Subject: port-mips/16154: any user can hang the machine by masking SIGSEGV and faulting
To: None <gnats-bugs@gnats.netbsd.org>
From: None <manu@netbsd.org>
List: netbsd-bugs
Date: 04/01/2002 05:29:41
>Number:         16154
>Category:       port-mips
>Synopsis:       any user can hang the machine by masking SIGSEGV and faulting
>Confidential:   no
>Severity:       critical
>Priority:       high
>Responsible:    port-mips-maintainer
>State:          open
>Class:          sw-bug
>Submitter-Id:   net
>Arrival-Date:   Mon Apr 01 05:30:01 PST 2002
>Closed-Date:
>Last-Modified:
>Originator:     Emmanuel Dreyfus
>Release:        NetBSD-current
>Organization:
The NetBSD Project
>Environment:
NetBSD plume 1.5ZC NetBSD 1.5ZC (IRIX3) #69: Mon Apr  1 13:28:17 CEST 2002     manu@plume:/cvs/src/sys/arch/sgimips/compile/IRIX3 sgimips
>Description:
When a program masks SIGSEGV and does a page fault, NetBSD/mips hangs. 
It is possible to drop into ddb and send a kill -9 to the offending
process, this will restore the machine to a fully functionnal state.
>How-To-Repeat:
#include <stdio.h>
#include <signal.h>

int main (void) {
        char *p = (char *)0xc;

        signal(SIGSEGV, SIG_IGN);

        printf("let's go\n");
        *p = *p + 1;
        printf("still alive?\n");
        return 0;
}
>Fix:
I have not yet fully spotted the problem. However, here are the 
information I gathered:

The normal behavior would be to loop on the fault: on *p access, we
get a page fault. There is no valid mapping at the requested address, 
hence we attempt to send a SIGSEGV. It is blocked, so we return to 
userland and restart the offending instruction. We fault again and we 
loop here forever.

This should not hang the machine since on return to userland, we can
schedule another process to run. The problem on mips ports is that 
the offending process is *always* re-scheduled to run.

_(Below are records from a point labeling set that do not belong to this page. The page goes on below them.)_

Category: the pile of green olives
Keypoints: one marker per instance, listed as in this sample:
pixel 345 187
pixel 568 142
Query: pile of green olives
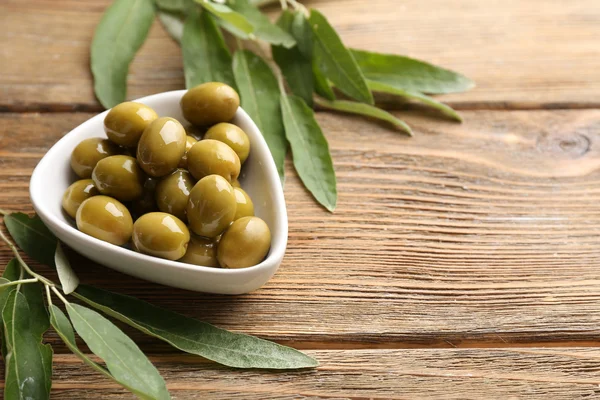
pixel 160 189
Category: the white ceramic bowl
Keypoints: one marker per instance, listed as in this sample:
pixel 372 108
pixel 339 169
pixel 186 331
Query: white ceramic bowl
pixel 259 178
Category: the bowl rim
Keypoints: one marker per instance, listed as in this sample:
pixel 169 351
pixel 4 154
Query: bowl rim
pixel 278 243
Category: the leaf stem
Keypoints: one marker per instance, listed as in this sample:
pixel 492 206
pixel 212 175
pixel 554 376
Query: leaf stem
pixel 22 262
pixel 20 281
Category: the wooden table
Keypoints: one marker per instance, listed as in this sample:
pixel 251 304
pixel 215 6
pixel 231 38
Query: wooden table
pixel 461 263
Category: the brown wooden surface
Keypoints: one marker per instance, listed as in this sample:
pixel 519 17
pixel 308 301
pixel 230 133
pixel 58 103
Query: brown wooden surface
pixel 482 236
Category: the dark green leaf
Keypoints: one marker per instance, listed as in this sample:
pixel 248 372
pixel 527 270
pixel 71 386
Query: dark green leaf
pixel 310 150
pixel 173 24
pixel 230 20
pixel 366 110
pixel 120 34
pixel 174 6
pixel 206 58
pixel 123 358
pixel 409 74
pixel 322 86
pixel 410 95
pixel 28 362
pixel 193 336
pixel 66 275
pixel 335 61
pixel 260 94
pixel 63 327
pixel 34 294
pixel 295 66
pixel 32 237
pixel 264 29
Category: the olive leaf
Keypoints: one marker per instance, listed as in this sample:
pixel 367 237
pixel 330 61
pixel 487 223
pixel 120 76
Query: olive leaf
pixel 195 337
pixel 28 362
pixel 336 62
pixel 411 95
pixel 230 20
pixel 119 35
pixel 173 24
pixel 407 73
pixel 68 279
pixel 32 236
pixel 366 110
pixel 264 29
pixel 63 327
pixel 310 150
pixel 122 356
pixel 260 94
pixel 206 58
pixel 296 65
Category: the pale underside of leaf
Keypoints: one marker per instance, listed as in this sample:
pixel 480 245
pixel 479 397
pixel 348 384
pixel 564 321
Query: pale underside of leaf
pixel 193 336
pixel 310 151
pixel 411 95
pixel 68 279
pixel 122 356
pixel 119 35
pixel 366 110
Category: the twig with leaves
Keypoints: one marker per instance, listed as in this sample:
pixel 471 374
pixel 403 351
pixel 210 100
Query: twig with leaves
pixel 28 310
pixel 309 54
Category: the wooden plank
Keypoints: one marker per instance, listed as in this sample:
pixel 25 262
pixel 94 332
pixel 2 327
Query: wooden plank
pixel 522 54
pixel 366 374
pixel 486 231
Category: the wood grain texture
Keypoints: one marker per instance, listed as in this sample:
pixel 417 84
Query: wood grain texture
pixel 481 232
pixel 522 54
pixel 366 374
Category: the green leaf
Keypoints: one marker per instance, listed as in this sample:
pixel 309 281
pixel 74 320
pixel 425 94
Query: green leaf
pixel 322 86
pixel 63 327
pixel 260 95
pixel 123 358
pixel 32 236
pixel 173 24
pixel 120 34
pixel 410 95
pixel 295 66
pixel 264 29
pixel 28 362
pixel 336 62
pixel 68 279
pixel 192 336
pixel 230 20
pixel 310 150
pixel 174 6
pixel 206 58
pixel 366 110
pixel 409 74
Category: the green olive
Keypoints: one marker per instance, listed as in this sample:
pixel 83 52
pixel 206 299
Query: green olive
pixel 87 154
pixel 161 147
pixel 201 251
pixel 161 235
pixel 208 157
pixel 210 103
pixel 233 136
pixel 147 202
pixel 125 122
pixel 173 192
pixel 76 194
pixel 119 177
pixel 211 206
pixel 244 244
pixel 106 219
pixel 245 207
pixel 189 142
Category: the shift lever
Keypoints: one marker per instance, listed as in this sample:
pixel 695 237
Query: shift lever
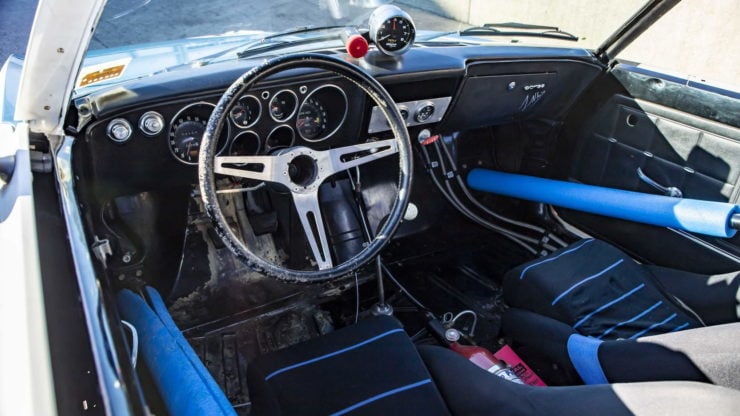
pixel 381 308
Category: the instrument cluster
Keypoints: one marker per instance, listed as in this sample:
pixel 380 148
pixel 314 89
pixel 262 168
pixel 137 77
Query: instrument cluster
pixel 260 122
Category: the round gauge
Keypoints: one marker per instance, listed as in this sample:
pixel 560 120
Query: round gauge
pixel 392 30
pixel 246 111
pixel 246 143
pixel 186 132
pixel 312 119
pixel 424 113
pixel 404 112
pixel 283 105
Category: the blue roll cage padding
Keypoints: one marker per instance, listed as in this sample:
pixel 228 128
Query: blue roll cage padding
pixel 698 216
pixel 183 381
pixel 584 354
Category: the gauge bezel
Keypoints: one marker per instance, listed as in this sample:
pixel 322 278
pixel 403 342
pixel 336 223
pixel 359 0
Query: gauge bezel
pixel 177 115
pixel 151 114
pixel 339 124
pixel 109 130
pixel 256 118
pixel 381 15
pixel 422 106
pixel 295 107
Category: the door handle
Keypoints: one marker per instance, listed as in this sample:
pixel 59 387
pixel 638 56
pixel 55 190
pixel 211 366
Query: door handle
pixel 666 190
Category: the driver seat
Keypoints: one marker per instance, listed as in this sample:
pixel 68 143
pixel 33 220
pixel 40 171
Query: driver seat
pixel 373 368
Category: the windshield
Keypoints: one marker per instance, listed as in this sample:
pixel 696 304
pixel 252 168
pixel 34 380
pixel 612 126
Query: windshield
pixel 172 33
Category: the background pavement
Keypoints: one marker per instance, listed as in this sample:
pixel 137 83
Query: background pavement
pixel 699 37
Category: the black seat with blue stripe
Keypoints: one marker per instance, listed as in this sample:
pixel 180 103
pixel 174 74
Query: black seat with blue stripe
pixel 592 308
pixel 373 368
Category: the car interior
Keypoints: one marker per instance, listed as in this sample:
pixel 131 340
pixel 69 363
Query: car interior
pixel 319 234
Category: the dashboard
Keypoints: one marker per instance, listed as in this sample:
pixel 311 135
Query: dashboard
pixel 145 134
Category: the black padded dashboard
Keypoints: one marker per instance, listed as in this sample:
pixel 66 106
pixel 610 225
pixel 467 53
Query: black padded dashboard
pixel 478 80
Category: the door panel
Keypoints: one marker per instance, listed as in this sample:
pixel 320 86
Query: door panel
pixel 678 134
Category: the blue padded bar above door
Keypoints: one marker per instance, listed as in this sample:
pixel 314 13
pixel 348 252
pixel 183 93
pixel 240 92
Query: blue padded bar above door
pixel 703 217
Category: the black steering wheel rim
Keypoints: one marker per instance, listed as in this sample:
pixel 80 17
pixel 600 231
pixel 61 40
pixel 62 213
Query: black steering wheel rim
pixel 206 171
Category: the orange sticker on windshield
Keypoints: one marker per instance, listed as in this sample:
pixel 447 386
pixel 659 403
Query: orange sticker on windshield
pixel 102 72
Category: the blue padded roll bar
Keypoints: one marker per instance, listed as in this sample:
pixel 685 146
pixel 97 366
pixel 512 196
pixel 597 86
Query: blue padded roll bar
pixel 704 217
pixel 183 381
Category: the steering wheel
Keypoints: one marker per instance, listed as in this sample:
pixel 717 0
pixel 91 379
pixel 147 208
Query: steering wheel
pixel 303 169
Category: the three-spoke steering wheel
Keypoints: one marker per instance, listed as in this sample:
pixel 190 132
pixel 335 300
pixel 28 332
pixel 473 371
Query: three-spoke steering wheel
pixel 302 170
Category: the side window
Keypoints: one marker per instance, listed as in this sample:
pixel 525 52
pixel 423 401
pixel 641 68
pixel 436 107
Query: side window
pixel 697 40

More information: on the page fault, mips3_UserGenException is invoked,
from here, we have approximately this code path (determined by bloating
my kernel with printf's):
mips3_UserGenException
  trap
    uvm_fault
      uvmfault_lookup
    trapsignal
      psignal1
  ast
    preempt
      mi_switch
        ...

mi_switch always selects the offending process to run again, thus hanging
the machine. 
>Release-Note:
>Audit-Trail:
>Unformatted: